Microsoft And Openai Say Hackers Are Using Chatgpt For Cyberattacks

Microsoft and OpenAI have warned that nation-state hackers are weaponizing artificial intelligence (AI) and large language models (LLMs) to enhance their ongoing cyberattacks.

For instance, the OpenAI reported that China’s Charcoal Typhoon used its services to research various companies and cybersecurity tools, debug code and generate scripts, and create content likely for use in phishing campaigns.

Another example is Iran’s Crimson Sandstorm, which used LLMs to generate code snippets related to app and web development, generate content likely for spear-phishing campaigns, and for assistance in developing code to evade detection.

In addition, Forest Blizzard, the Russian nation-state group, is said to have used OpenAI services primarily for open-source research into satellite communication protocols and radar imaging technology, as well as for support with scripting tasks.

“Language support is a natural feature of LLMs and is attractive for threat actors with continuous focus on social engineering and other techniques relying on false, deceptive communications tailored to their targets’ jobs, professional networks, and other relationships.
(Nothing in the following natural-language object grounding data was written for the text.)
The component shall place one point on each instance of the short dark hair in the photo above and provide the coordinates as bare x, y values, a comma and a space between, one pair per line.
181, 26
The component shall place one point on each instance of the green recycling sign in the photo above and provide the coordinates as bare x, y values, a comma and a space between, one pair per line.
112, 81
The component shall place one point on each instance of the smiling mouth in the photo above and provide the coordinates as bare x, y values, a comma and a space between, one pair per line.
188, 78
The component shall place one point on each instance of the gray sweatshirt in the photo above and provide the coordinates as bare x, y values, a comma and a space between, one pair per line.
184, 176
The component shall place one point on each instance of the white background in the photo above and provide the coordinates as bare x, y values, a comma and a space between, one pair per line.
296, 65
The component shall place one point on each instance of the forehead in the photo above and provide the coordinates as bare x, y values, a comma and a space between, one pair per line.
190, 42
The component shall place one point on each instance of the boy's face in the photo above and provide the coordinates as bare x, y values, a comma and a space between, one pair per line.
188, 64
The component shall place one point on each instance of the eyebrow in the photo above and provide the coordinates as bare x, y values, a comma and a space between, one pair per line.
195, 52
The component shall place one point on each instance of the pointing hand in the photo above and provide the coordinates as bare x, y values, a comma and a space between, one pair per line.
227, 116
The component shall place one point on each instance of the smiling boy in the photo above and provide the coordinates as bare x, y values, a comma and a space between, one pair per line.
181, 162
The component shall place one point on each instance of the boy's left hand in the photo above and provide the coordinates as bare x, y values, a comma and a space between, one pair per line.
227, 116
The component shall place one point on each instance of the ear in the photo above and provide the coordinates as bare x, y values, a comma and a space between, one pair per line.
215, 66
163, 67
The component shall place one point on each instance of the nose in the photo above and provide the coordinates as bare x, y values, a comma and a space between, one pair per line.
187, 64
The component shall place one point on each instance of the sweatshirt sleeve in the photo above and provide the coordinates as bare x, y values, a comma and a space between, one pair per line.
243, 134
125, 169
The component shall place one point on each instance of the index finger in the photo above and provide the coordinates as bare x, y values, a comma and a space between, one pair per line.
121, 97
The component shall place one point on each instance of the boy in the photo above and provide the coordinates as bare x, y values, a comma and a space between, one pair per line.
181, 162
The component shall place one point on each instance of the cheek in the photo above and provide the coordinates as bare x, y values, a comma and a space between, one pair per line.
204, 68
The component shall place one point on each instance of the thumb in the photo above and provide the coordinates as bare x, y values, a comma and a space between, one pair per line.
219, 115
Importantly, our research with OpenAI has not identified significant attacks employing the LLMs we monitor closely,” reads the new AI security report released by Microsoft on Wednesday in partnership with OpenAI.
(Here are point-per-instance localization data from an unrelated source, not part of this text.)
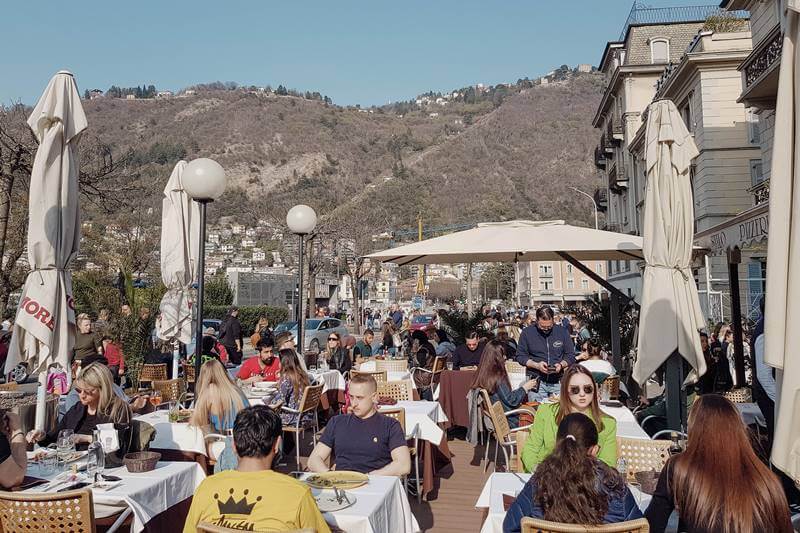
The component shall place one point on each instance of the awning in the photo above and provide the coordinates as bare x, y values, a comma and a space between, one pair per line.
741, 231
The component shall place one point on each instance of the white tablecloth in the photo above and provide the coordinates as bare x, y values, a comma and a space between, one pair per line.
381, 506
627, 426
147, 494
422, 419
174, 436
500, 483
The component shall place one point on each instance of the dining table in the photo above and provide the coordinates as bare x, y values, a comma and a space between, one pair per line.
379, 506
510, 484
145, 496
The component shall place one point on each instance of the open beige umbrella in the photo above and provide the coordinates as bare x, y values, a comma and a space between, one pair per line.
670, 315
44, 328
782, 309
180, 235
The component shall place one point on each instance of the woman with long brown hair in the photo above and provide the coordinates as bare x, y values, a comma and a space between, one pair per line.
578, 395
493, 377
718, 484
571, 485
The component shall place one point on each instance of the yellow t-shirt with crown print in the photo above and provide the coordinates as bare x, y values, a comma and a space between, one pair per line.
254, 501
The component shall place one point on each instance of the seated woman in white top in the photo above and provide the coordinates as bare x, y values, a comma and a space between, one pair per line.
599, 367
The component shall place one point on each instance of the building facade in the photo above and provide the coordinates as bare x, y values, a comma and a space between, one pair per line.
651, 39
555, 282
705, 86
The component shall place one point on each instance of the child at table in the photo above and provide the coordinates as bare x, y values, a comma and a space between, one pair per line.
592, 494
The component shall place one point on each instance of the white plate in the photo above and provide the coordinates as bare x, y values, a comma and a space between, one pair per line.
326, 501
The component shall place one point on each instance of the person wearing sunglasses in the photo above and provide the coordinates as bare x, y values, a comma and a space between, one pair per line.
578, 395
337, 356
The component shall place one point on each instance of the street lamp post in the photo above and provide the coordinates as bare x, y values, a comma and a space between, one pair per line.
301, 220
204, 181
577, 190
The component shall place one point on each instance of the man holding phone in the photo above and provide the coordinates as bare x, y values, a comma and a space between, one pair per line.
546, 350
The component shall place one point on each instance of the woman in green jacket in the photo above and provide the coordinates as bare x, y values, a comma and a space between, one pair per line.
578, 395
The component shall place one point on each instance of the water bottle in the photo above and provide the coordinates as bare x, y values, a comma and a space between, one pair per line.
95, 457
622, 467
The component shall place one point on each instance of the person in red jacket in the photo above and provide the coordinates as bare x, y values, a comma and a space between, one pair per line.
116, 360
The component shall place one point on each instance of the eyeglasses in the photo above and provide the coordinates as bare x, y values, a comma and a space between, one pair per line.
575, 389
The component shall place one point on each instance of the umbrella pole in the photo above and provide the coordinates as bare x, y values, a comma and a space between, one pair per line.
41, 401
674, 393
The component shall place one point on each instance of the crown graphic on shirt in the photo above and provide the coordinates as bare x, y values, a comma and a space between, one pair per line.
231, 506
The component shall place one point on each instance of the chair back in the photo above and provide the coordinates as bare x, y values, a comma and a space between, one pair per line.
310, 399
391, 365
171, 390
379, 375
512, 367
398, 413
535, 525
156, 372
205, 527
401, 391
521, 437
611, 383
743, 395
58, 512
642, 455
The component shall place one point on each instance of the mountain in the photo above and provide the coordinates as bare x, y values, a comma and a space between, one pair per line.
510, 153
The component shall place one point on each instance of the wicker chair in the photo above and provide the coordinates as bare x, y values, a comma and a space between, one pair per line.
611, 383
503, 434
379, 375
512, 367
309, 402
151, 373
399, 414
402, 391
205, 527
534, 525
426, 379
743, 395
171, 390
60, 512
642, 455
392, 365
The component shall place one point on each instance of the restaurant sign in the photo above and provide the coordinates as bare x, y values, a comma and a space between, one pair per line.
740, 231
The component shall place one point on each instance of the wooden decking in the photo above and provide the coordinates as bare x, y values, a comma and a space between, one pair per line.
452, 504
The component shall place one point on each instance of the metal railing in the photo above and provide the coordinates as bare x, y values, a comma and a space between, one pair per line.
642, 15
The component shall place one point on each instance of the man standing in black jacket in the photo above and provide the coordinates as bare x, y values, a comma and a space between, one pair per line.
545, 349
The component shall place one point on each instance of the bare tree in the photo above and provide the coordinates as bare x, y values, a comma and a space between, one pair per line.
104, 182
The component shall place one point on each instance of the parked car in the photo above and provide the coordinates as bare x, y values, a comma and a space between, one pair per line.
421, 322
316, 331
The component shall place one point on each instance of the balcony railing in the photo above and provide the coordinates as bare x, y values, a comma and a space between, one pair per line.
763, 58
760, 192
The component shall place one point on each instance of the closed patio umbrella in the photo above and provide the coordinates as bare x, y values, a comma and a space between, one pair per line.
180, 233
782, 306
670, 308
44, 328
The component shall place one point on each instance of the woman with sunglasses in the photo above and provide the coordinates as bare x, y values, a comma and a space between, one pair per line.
337, 356
97, 405
578, 395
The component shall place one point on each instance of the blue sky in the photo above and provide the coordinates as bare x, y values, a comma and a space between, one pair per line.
366, 52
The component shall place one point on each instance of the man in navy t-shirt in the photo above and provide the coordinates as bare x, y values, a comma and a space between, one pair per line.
364, 441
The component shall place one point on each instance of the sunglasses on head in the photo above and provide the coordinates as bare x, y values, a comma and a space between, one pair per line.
587, 389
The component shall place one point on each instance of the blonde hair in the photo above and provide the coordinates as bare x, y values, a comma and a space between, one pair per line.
98, 376
216, 395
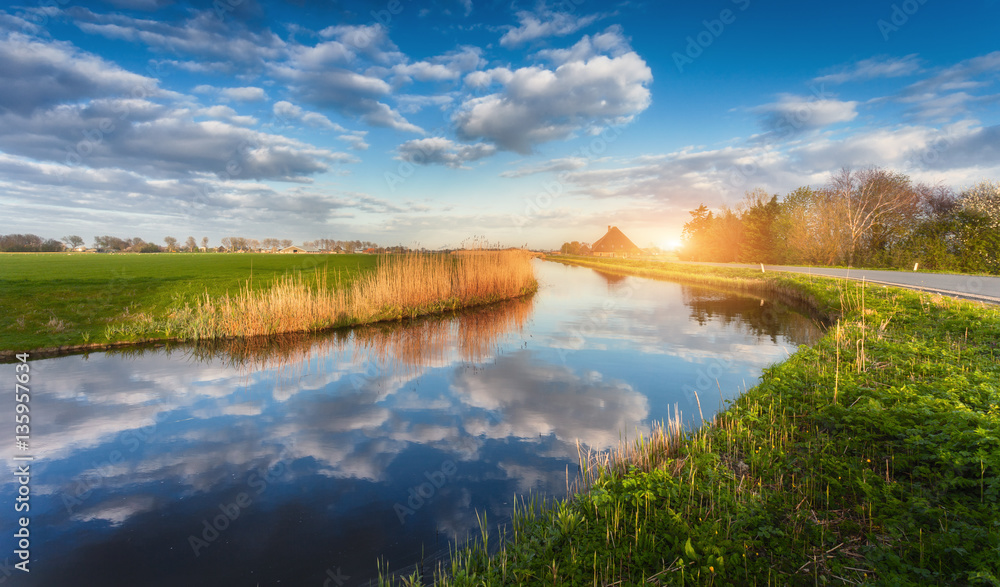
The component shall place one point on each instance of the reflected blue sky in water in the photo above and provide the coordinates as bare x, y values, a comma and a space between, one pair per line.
323, 438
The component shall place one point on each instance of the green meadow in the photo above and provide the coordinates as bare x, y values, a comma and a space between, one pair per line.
50, 300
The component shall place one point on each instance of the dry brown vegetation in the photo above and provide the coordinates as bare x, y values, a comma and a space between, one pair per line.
401, 286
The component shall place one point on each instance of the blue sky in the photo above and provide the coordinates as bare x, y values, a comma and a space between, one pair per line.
431, 123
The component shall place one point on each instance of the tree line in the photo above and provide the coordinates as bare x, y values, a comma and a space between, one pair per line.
31, 243
870, 217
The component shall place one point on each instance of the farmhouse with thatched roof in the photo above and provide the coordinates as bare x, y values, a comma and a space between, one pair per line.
615, 244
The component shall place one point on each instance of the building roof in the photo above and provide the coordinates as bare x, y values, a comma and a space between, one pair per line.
615, 242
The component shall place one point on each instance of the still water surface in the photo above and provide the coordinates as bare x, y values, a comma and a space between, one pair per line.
306, 460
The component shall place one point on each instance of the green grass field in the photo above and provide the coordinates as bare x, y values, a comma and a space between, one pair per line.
59, 299
872, 458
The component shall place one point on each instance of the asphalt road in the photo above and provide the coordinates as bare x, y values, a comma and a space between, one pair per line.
971, 287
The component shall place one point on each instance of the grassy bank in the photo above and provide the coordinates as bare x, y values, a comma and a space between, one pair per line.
871, 458
52, 300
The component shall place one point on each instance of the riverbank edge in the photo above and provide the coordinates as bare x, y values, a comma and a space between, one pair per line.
918, 377
439, 308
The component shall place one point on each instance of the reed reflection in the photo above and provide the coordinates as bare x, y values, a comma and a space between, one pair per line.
758, 317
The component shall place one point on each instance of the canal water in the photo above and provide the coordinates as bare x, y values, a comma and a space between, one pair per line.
313, 460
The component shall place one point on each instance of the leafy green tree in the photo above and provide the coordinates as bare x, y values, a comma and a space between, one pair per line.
695, 235
759, 217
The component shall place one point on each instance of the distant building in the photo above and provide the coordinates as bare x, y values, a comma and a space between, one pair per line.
615, 244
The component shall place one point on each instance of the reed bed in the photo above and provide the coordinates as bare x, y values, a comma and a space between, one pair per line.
872, 457
401, 286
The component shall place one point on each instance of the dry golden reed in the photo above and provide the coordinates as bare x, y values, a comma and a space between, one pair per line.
401, 286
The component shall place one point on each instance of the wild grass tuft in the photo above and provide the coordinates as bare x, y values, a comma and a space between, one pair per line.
401, 286
872, 457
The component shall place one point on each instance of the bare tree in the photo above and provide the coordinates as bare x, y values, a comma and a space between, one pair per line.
73, 241
874, 202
Thankfully, no significant or novel attacks making use of the LLM technology have been detected yet, according to the company. “Our analysis of the current use of LLM technology by threat actors revealed behaviors consistent with attackers using AI as another productivity tool. Microsoft and OpenAI have not yet observed particularly novel or unique AI-enabled attack or abuse techniques resulting from threat actors’ usage of AI,” Microsoft noted in its report.

To respond to the threat, Microsoft has announced a set of principles shaping its policy and actions to combat abuse of its AI services by nation-state advanced persistent threats (APTs), advanced persistent manipulators (APMs), and cybercriminal syndicates.

“These principles include identification and action against malicious threat actors’ use notification to other AI service providers, collaboration with other stakeholders, and transparency,” the Redmond giant said.